As a Node module dependency, the engine exposes a JavaScript API that can be called in your own code.
extract(sourceDocument)
⇒ Promise.<string>
launchHeadlessBrowser()
⇒ Promise.<puppeteer.Browser>
stopHeadlessBrowser()
⇒ Promise.<void>
fetch(params)
⇒ Promise.<{mimeType: string, content: (string|Buffer)}>
new SourceDocument(params)
🔗Represents a source document containing web content and metadata for extraction.
Includes the document location, selectors for content inclusion/exclusion,
content filters, raw content data, and MIME type information.
Param | Type | Description |
---|---|---|
params | object | The source document parameters |
params.location | string | The URL location of the document |
params.executeClientScripts | boolean | Whether to execute client-side scripts |
params.contentSelectors | string | object | Array | CSS selectors for content to include |
params.insignificantContentSelectors | string | object | Array | CSS selectors for content to exclude |
params.filters | Array | Array of filters to apply |
params.content | string | The document content |
params.mimeType | string | The MIME type of the content |
extract(sourceDocument)
⇒ Promise.<string>
🔗Extract content from source document and convert it to Markdown
Kind: global function
Returns: Promise.<string>
- Promise which is fulfilled once the content is extracted and converted in Markdown.
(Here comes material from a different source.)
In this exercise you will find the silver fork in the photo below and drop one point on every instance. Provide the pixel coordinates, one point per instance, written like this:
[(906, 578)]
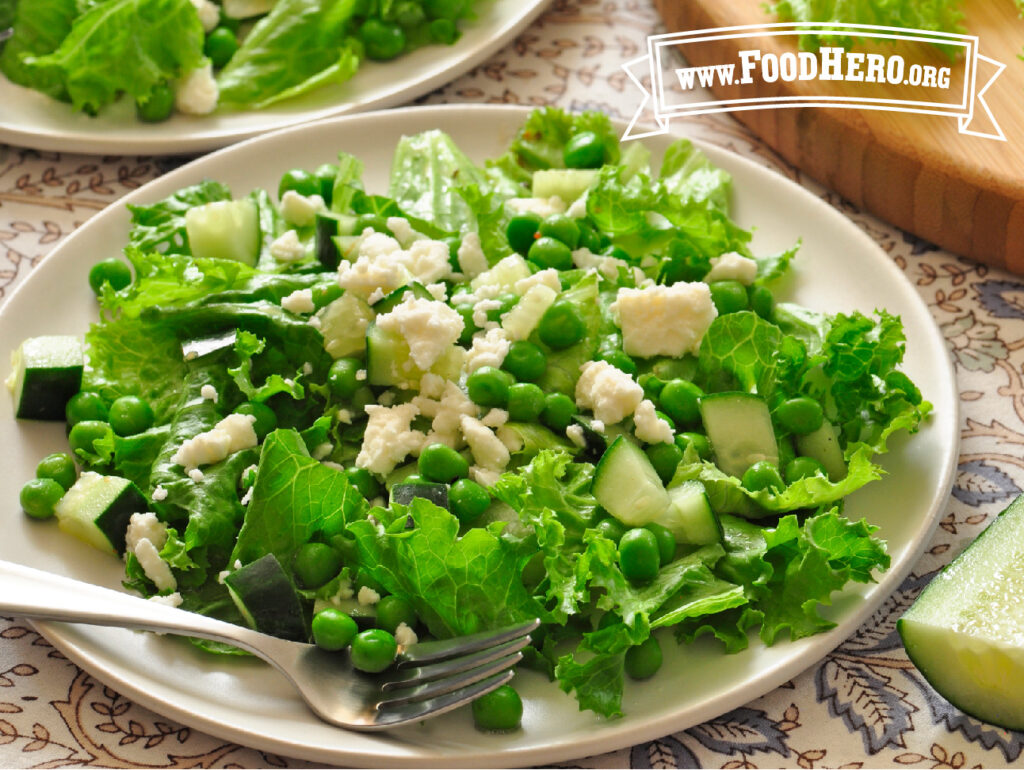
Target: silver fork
[(429, 678)]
The promise will resolve into a string containing the extracted content in Markdown format
Param | Type | Description |
---|---|---|
sourceDocument | string | Source document from which to extract content, see SourceDocument |
launchHeadlessBrowser()
⇒ Promise.<puppeteer.Browser>
🔗Launches a headless browser instance using Puppeteer if one is not already running. Returns the existing browser instance if one is already running, otherwise creates and returns a new instance.
Kind: global function
Returns: Promise.<puppeteer.Browser>
- The Puppeteer browser instance.
stopHeadlessBrowser()
⇒ Promise.<void>
🔗Stops the headless browser instance if one is running. If no instance exists, it does nothing.
fetch(params)
⇒ Promise.<{mimeType: string, content: (string|Buffer)}>
🔗Fetch a resource from the network, returning a promise which is fulfilled once the response is available
Kind: global function
Returns: Promise.<{mimeType: string, content: (string|Buffer)}>
- Promise containing the fetched resource’s MIME type and content
Param | Type | Description |
---|---|---|
params | object | Fetcher parameters |
params.url | string | URL of the resource you want to fetch |
[params.executeClientScripts] | boolean | Enable execution of client scripts. When set to true , this property loads the page in a headless browser to load all assets and execute client scripts before returning its content |
[params.cssSelectors] | string | Array | List of CSS selectors to await when loading the resource in a headless browser. Can be a CSS selector or an array of CSS selectors. Only relevant when executeClientScripts is enabled |
[params.config] | object | Fetcher configuration |
[params.config.navigationTimeout] | number | Maximum time (in milliseconds) to wait before considering the fetch failed |
[params.config.language] | string | Language (in ISO 639-1 format) to be passed in request headers |
[params.config.waitForElementsTimeout] | number | Maximum time (in milliseconds) to wait for selectors to exist on page before considering the fetch failed. Only relevant when executeClientScripts is enabled |